У самого Денисова всегда царит очень красивая, естественно струящаяся музыка. Думаю, в русской музыке второй половины 20-го века мало у кого так естественно развивается материал и – особенно – экспонируется. Органически прорастает. Даже странно, что это как-то не до конца воспринимается публикой, да и многими профессиональными музыкантами…
К.: Денисов опирался на классический творческий метод. И тут уместно вспомнить Голду Меир: «Я давно уже открыла, что людей легче заставить плакать или ахать, чем думать». Абсолютно права! То же самое с музыкой, написанной с опорой на классический творческий метод: большие проблемы. Здесь надо слушать, думать. Без анализа никогда эту музыку по-настоящему не понять.

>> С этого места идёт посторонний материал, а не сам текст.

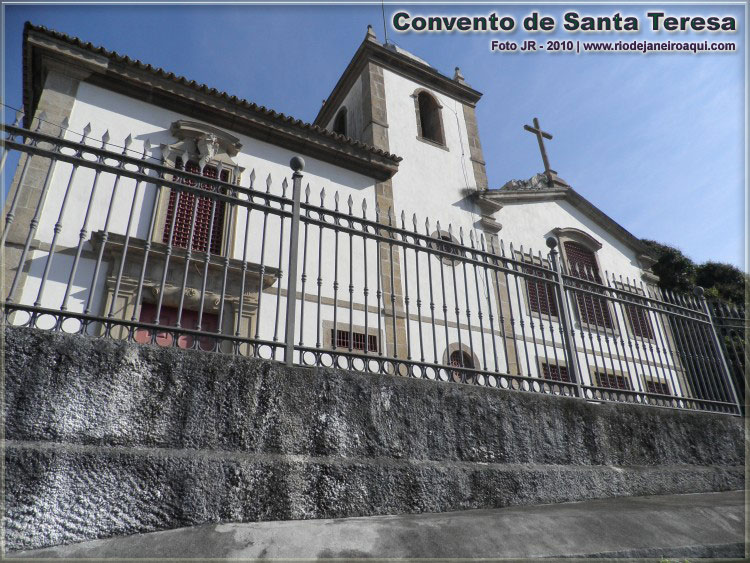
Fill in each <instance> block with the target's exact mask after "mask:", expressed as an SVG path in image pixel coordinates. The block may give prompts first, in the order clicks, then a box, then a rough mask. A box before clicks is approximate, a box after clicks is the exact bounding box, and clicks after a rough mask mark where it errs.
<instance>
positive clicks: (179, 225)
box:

Даже если мы говорим о композиторах 18-го, 19-го столетий.
Т.: Мне кажется, что музыка Денисова доступна самой широкой публике. Но Россия – очень идеологизированная страна, и, может быть, в области искусства – особенно сильно. Причём неважно, какая идеология, главное, чтобы какая-то была! Если мы сравниваем музыку Шнитке и Денисова, то у Шнитке всегда есть какая-то внемузыкальная «программа». А Денисов – чистая музыка. L’art pour l’art. В этой музыке нет никакой привнесённой извне идеологии. И для слушателя, и для исполнителя гораздо сложнее воспитать в себе такие тонкие, чисто музыкантские способности, как, скажем, слышать краски тембров, переливы фактуры и дыхание формы. Идеологию же «прицепить» проще простого!

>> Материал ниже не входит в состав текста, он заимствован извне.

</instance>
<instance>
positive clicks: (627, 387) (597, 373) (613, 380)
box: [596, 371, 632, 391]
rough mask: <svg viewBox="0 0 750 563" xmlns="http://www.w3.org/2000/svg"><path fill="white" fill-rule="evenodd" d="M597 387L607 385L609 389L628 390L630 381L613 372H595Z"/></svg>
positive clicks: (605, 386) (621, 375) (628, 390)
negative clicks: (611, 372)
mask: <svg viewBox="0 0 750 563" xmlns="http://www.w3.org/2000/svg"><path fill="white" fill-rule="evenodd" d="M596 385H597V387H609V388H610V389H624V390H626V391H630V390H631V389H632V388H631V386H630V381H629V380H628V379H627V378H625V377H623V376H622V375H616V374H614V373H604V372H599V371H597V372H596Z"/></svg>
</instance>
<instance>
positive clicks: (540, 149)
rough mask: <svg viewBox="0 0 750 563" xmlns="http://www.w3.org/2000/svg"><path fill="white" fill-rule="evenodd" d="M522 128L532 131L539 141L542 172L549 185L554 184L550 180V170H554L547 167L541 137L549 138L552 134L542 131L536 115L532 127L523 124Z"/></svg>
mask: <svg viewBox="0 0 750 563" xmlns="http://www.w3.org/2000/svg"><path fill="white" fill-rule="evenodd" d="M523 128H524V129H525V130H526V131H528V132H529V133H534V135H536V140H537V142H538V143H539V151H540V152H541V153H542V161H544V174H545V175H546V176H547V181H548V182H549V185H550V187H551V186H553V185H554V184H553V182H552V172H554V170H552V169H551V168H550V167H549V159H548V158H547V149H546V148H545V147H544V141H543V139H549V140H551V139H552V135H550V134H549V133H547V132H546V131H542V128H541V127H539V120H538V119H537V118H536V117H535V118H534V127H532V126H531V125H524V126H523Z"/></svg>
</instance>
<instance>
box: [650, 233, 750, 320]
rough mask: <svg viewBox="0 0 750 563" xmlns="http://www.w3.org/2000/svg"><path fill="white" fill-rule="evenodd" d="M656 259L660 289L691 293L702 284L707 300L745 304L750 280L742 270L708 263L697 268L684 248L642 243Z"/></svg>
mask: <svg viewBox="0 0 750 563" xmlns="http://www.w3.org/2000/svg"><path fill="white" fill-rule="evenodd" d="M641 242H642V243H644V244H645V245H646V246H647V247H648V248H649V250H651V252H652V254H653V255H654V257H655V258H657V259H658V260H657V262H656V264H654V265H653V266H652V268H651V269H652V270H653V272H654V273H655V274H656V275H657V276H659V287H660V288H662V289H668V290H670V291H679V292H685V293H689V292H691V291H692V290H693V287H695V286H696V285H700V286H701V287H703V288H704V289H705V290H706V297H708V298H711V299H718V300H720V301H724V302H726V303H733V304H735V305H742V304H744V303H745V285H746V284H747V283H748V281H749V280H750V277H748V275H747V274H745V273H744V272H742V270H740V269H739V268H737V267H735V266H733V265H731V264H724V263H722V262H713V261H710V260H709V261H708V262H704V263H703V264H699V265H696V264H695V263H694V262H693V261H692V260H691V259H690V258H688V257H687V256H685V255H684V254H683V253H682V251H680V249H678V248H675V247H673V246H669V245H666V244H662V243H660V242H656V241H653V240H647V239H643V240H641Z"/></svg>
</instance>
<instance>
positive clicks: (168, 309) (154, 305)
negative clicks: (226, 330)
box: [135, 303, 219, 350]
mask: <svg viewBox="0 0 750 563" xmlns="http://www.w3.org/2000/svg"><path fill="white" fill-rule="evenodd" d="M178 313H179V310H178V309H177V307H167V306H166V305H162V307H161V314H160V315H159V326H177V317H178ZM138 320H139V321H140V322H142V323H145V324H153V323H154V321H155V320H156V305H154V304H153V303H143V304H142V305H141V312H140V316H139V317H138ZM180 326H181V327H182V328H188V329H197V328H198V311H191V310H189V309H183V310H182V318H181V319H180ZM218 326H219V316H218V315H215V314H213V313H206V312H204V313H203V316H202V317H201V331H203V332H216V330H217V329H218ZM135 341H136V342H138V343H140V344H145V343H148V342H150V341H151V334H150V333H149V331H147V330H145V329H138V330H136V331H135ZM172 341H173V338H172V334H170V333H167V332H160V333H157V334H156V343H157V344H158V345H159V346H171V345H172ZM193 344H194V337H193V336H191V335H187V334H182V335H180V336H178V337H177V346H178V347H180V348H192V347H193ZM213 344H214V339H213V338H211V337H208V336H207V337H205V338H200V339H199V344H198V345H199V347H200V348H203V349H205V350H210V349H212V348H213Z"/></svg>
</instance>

Когда идёт речь о восприятии музыки Денисова, оказывается, что чувственные рецепторы у большей части нашей публики малоразвиты, иногда просто нет органа, воспринимающего чисто музыкальные качества сочинения. Часто публика реагирует на программно-музыкальный сюжет сочинения или социальные «регалии» автора (Грэмми! или – Оппозиционер! или – Его исполняли такие великие, как…!).
Думаю, сложное отношение Денисова к Шостаковичу в большой степени объясняется именно программно-идеологическим аспектом многих сочинений Шостаковича. Этот аспект иногда заслонял для Денисова всю болезненную красоту собственно самой музыки Шостаковича. При этом 14-я симфония его восхищала. Он даже хотел инструментовать её для большого оркестра с тубой и говорил об этом Шостаковичу. Денисов реагировал не столько на музыку Шостаковича, сколько на модус её восприятия, который у нас господствует до сих пор, – через идеологию, кино, литературу, нарратив.
– Процитирую Денисова:
«Я считаю, что не нужно рыться в своих болезнях, если занимаешься искусством. Искусство, всё-таки, должно говорить о чём-то высоком в настоящем смысле этого слова. Я не имею в виду того, что музыка обязательно должна абстрагироваться от земного, – нет, конечно. Но её позиция должна быть всегда выше: она не должна “рыться в помоях”».
Такая цитата… Прорывались ли в разговорах с учениками, с вами лично мысли Денисова относительно того, с какой чудовищной советской официозной чиновничьей тупизной ему приходилось иметь дело? В «Признании…» это есть: как было тяжело. Вместе с тем, Денисов подчеркивал, что никогда не любил жаловаться. Случались ли у вас с ним личные разговоры на эту тему?
Т.: Он был достаточно политкорректен.
К.: Свои человеческие переживания он мог обсуждать с учениками, но очень кратко. Он был не из тех людей, кто любил говорить по душам.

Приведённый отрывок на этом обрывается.